Myraden nodded slowly.
“And beside them, a marshal’s doublet. Commissioned for the Eastern Earl Marshal, but he never picked it up, and truly, I rushed it a little…but that’s no matter. If no one looks too closely, they won’t notice. I doubt the public saw it, anyway…”
Myraden’s gaze drifted over to the black doublet. It had a Dominion crest—two ostal horns in an open circle made of chains—and light gray embroidery in distinct lines down its front. Its shoulders jutted out straight to the sides, and toggle buttons ran up its front.
“And,” Yesunta drifted to the side once more, drawing Myraden’s attention to a folded brown dress. “One of a set I made for Lord Four’s wizard maidservants. Still elegant, gala attire, but the muted colours are befitting of a servant. On request, I designed the cutouts to highlight the wizards’ reforging markings, though it should have the same effect with your runemarks. To show their family’s immense wealth and power.”
Myraden reached out and squished the silky brown fabric between her fingers. She lifted it up, and along with it trailed a mesh of smoke. It had its own spiritual weight, like that of a Smoke tablet, but the gray ash was alive and swirling.

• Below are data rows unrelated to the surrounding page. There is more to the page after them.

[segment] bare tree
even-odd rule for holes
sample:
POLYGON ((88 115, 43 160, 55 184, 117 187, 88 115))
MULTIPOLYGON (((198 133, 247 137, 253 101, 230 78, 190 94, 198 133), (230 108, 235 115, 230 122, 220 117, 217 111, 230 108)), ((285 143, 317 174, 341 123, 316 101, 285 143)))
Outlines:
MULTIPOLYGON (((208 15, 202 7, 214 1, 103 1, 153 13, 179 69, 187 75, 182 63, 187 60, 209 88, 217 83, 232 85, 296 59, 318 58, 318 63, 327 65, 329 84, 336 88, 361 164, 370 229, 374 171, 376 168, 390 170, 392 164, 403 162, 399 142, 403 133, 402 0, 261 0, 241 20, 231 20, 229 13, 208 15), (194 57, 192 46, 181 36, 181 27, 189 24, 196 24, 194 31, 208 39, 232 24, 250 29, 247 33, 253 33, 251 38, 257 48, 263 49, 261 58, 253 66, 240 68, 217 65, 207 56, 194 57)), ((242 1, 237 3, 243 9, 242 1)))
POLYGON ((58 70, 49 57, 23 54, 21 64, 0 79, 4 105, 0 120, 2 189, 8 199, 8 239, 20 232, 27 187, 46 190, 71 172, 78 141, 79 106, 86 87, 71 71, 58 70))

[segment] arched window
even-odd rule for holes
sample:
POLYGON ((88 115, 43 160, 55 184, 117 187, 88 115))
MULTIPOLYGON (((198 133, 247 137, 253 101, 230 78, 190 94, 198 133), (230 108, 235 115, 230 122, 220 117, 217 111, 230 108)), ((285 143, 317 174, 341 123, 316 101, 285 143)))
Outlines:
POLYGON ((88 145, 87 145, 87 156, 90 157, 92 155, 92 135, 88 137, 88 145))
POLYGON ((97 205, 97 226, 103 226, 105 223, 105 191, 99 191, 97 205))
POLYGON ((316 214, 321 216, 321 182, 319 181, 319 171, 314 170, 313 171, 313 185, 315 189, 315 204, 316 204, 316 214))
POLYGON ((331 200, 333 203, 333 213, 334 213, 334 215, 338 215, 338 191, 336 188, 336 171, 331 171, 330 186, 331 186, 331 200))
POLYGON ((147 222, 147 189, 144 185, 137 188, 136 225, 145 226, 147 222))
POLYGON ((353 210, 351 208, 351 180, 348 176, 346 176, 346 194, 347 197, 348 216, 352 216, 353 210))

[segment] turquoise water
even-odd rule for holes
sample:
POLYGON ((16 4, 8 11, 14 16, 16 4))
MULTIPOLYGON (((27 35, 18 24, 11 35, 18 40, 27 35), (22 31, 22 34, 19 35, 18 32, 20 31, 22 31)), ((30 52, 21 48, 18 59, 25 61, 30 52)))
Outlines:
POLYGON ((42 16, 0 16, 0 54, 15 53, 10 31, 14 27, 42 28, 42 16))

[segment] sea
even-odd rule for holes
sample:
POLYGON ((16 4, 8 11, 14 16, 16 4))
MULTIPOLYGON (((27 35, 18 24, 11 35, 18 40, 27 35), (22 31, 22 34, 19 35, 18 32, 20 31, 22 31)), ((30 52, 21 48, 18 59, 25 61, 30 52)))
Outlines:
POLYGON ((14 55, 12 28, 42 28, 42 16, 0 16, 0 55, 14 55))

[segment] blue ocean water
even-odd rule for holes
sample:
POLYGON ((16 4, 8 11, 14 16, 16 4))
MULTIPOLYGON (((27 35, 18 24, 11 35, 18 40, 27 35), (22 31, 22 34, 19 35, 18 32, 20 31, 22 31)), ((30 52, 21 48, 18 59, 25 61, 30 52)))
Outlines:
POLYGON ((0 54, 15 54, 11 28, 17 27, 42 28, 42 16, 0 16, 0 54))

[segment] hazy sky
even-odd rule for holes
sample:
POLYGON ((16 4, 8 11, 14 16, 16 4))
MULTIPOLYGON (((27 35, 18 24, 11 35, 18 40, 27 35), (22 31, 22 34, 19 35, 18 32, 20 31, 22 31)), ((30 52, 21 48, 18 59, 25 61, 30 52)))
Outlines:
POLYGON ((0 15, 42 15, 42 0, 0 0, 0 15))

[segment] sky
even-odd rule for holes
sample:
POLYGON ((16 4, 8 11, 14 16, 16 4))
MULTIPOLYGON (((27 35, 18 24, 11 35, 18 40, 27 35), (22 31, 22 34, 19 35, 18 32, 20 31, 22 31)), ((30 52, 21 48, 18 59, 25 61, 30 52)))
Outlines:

“I made its base of manifested Essence, and it should hold its smoke tight. It’s not using it, aye?” She flicked it, and a wisp of smoke abandoned a strand of deep red manifested Essence—weak flame Essence. The smoke fluttered back, swirling around the strand and hiding it once more.
Myraden nodded in thanks.
Truly, even if she repurposed it afterward, the resources used to make the dress were worth something.
“Thank you, Yesunta,” said the Hand, then dipped his head as well. “Now, if you don’t mind, we’ll be off.”
Myraden grinned. They had a general to sway.